As Sarah Collins Howard discovered in the course of her research on Scott, none of the media reports ‘was disparaging, quite the reverse’. The Morning Post may have been making an insinuation by comparing the young winner to Shakespeare’s Portia, whose male cousin likewise ‘gave her some useful tips’. But the coverage effectively suppressed any embarrassment about the fact that Scott was a mere ‘bottle washer’ in the firm belonging to the cousin of the Stratford publicist A.K. Chesterton, who may have been responsible for a ‘developer’s fire’ and had engineered the rebuilding competition.

Stamp points out that Scott credited her colleagues in Maurice Chesterton’s practice with a share in her success, but that Geoffrey Jellicoe would say no more than that she ‘provided the initiative’. In fact, Howard found that ‘Jellicoe’s role in the theatre was greater than everyone was led to believe,’ which was why he remained ‘reluctant to mention Scott as sole winner’. Stamp is therefore incorrect in claiming that Elizabeth Chesterton held a ‘fond filial belief’ that her father was the real architect of the theatre. As I reported in my original piece (LRB, 4 May), what she said in her interview for the British Library in 1997 was that Maurice worried that the competition had been falsely entered under Scott’s name – ‘at which point she paused, then added: “erm … which is, I think, all I will say about that."’

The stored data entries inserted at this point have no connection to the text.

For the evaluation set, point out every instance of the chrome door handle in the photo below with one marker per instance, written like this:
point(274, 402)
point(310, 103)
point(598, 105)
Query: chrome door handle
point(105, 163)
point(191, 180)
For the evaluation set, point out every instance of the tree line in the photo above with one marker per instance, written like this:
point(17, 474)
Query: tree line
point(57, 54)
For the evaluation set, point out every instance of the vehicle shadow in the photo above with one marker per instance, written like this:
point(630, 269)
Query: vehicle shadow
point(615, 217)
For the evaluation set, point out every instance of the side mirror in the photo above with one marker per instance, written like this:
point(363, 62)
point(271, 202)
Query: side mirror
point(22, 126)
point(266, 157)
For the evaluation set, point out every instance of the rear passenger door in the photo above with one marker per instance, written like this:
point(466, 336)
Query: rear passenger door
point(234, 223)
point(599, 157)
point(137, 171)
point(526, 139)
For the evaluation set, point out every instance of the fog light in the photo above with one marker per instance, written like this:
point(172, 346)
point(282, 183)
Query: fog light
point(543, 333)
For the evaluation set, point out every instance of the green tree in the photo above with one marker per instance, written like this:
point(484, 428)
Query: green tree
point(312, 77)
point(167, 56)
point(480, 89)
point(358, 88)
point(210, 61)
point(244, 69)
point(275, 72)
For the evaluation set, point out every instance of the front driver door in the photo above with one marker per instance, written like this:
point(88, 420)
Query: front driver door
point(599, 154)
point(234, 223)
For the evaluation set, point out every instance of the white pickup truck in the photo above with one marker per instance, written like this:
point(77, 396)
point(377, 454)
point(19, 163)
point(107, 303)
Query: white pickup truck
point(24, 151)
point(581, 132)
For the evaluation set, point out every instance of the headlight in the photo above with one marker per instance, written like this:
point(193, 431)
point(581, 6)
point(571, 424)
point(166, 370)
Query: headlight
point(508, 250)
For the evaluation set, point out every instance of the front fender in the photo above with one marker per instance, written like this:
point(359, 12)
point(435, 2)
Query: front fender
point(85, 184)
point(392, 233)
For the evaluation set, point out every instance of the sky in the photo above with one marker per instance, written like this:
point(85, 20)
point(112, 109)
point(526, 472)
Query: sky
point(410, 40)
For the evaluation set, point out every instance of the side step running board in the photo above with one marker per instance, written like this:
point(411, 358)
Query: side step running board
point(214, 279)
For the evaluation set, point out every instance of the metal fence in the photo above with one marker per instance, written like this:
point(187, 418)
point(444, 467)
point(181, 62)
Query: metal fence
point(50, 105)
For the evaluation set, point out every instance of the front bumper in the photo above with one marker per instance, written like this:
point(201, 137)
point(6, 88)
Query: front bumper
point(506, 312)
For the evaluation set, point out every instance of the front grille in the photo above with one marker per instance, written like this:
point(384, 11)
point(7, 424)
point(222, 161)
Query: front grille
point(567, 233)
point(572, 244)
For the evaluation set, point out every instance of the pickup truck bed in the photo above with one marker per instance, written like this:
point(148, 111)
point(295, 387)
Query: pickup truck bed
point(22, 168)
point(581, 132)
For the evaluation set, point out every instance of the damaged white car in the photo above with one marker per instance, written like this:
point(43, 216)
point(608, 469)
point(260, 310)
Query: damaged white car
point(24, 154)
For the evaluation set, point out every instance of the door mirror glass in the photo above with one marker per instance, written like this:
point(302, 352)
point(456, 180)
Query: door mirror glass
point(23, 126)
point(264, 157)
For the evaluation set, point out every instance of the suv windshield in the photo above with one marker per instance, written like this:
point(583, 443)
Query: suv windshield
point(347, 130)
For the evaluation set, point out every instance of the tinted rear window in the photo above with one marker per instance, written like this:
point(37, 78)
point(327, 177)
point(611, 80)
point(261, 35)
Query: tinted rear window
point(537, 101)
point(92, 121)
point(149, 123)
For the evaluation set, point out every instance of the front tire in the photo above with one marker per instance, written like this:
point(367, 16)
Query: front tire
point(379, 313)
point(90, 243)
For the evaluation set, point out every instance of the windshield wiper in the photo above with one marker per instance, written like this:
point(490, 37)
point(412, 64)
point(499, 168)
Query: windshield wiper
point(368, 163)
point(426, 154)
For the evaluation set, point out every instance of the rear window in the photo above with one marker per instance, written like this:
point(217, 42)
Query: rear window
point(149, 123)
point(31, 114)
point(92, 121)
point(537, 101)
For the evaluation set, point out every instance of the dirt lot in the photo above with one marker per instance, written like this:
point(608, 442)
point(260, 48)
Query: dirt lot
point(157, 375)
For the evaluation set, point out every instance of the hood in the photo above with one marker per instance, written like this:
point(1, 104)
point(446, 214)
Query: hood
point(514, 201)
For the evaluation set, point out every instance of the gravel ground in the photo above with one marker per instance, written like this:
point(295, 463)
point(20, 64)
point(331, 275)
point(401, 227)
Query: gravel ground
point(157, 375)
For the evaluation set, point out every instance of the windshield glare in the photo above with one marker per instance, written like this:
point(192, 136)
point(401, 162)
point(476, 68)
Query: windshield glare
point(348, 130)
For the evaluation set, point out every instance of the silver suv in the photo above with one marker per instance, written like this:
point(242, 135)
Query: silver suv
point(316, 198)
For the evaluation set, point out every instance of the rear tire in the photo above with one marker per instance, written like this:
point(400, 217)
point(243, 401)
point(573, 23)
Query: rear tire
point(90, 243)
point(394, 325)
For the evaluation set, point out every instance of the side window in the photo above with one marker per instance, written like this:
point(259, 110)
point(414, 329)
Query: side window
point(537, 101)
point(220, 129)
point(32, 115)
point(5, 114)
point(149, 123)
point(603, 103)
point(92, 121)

Howard deduced that ‘while Chesterton did involve himself in the technical side’, it was another partner, John Shepherd, ‘who did the designs’. But if the entry ‘was a team effort, why did they choose to put Scott’s name on it?’ she asked, reasonably. It ‘may never be known’ why Scott continued to assert that the design was hers, even when it was so heavily criticised as a ‘monstrosity’, Howard concluded. The answer, I suggested in my original piece, lies in the part played by the sinister A.K. Chesterton in the destruction and reconstruction of the Shakespeare Theatre, and thus in his own papers in the archives of British fascism.